Conforme se vê, a exclusão dos produtores mais pobres opera sobretudo porque com a modernização a agricultura se tornou cara e de difícil acesso. Segundo Teixeira (2005), à medida que o campo se industrializa vai substituindo os insumos que eram produzidos na própria propriedade por outros produzidos por setores não-agrícolas. Desta maneira, a agricultura brasileira passa a dividir em clivagens sociais definidas, porque o processo de inserção do capital é altamente concentrador. Assim, Prado Júnior afirma que:

A parcela da humanidade que vive em função da agropecuária brasileira, nada tem de homogênea, e muito pelo contrário, se encontra profundamente diferenciada e classificada em setores largamente apartados, que são de um lado, uma pequena minoria de grandes proprietários que não atingem 10% da população rural (incluindo famílias, empregados), e do outro lado, a grande maioria dessa população que vive em péssimas condições (PRADO JÚNIOR, 1987, p.20).

Esta diferenciação que a monopolização do capital provocou não se deu somente entre produtores.

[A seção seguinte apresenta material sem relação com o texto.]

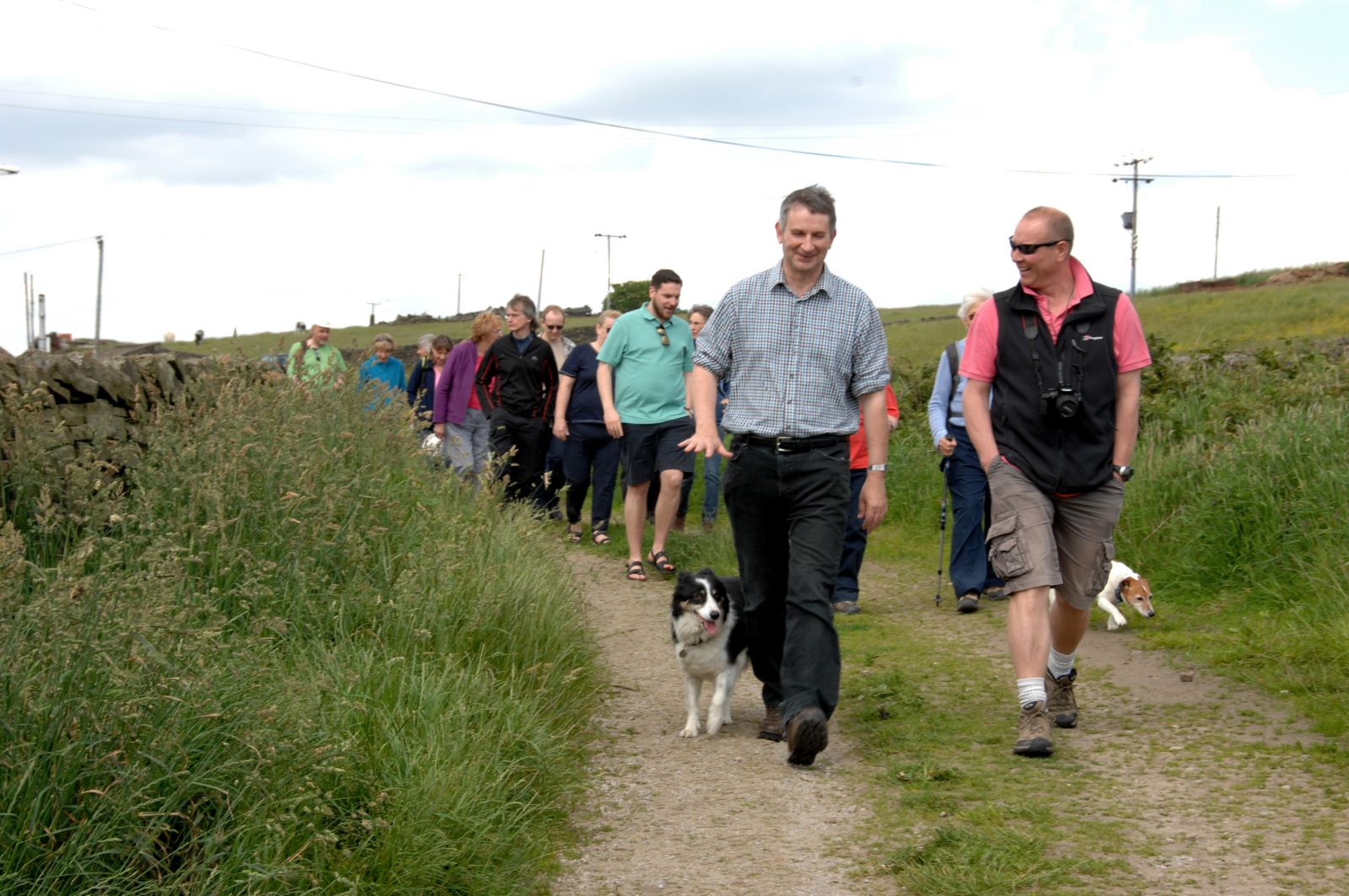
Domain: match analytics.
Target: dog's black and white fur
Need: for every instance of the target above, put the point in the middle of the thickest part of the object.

Ela acirrou ainda mais as diferenças entre as regiões brasileiras, pois é inegável que a agricultura do Centro-Sul do país é bem mais tecnificada que nas demais regiões.

Então, é possível admitir três teses sobre o processo de modernização da agricultura por meio da inserção do capital no campo brasileiro: primeiro, ela não é homogênea, já que apresenta desigualdades regionais; segundo, o capital subordina a todos, especialmente no processo de exclusão do pequeno agricultor; e por último, a modernização contribui para manter e reforçar a concentração de terras historicamente presente na realidade agrária brasileira.

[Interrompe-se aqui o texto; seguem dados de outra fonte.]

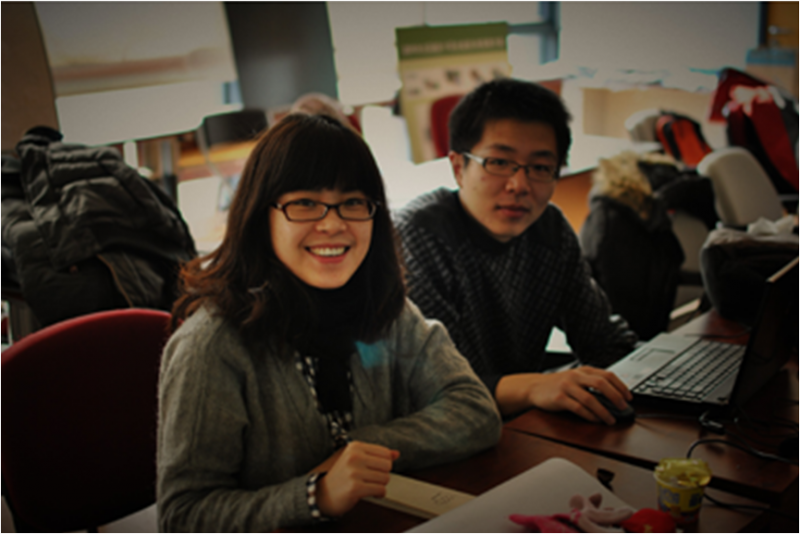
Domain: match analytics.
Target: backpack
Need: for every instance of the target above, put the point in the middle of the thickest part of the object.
(681, 138)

Contudo, avalia-se que a introdução do capital no campo atingiu o seu maior objetivo que é o aumento da produção e da produtividade, porém não se atentou para as conseqüências dos seus impactos que afetaram a sociedade e provocaram metamorfoses desastrosas no mundo do trabalho. Outro fato que fica patente com a penetração do capital no campo é a monopolização do território demonstrada, por meio da concentração de terras. Isto tem provocado críticas à estrutura fundiária do Brasil, que é seletiva e excludente.

A inserção do capital no campo tem suscitado a monopolização do espaço agrário e da riqueza produzida nele, dando origem ao agricultor capitalista e, contraditoriamente, empobrecendo e as vezes até proletarizando os atores da agricultura familiar. Com o monopólio capitalista do campo, prevalece a grande propriedade rural com técnicas inovadoras e modernas, o que precariza a situação sócio-econômica do pequeno agricultor, que mesmo passando por dificuldades para manter suas terras e obter delas uma renda mínima, não desiste. Pode-se assim dizer: alguns resistem com a produção voltada para subsistência, enfrentando a pobreza e a miséria em que o capital os relegam.

Portanto, pode-se afirmar que o pequeno agricultor no Brasil e principalmente no Nordeste, é símbolo de resistência e força, pois muitos ainda conseguem, mesmo precariamente, permanecer no campo e lutar contra as urdiduras do capital.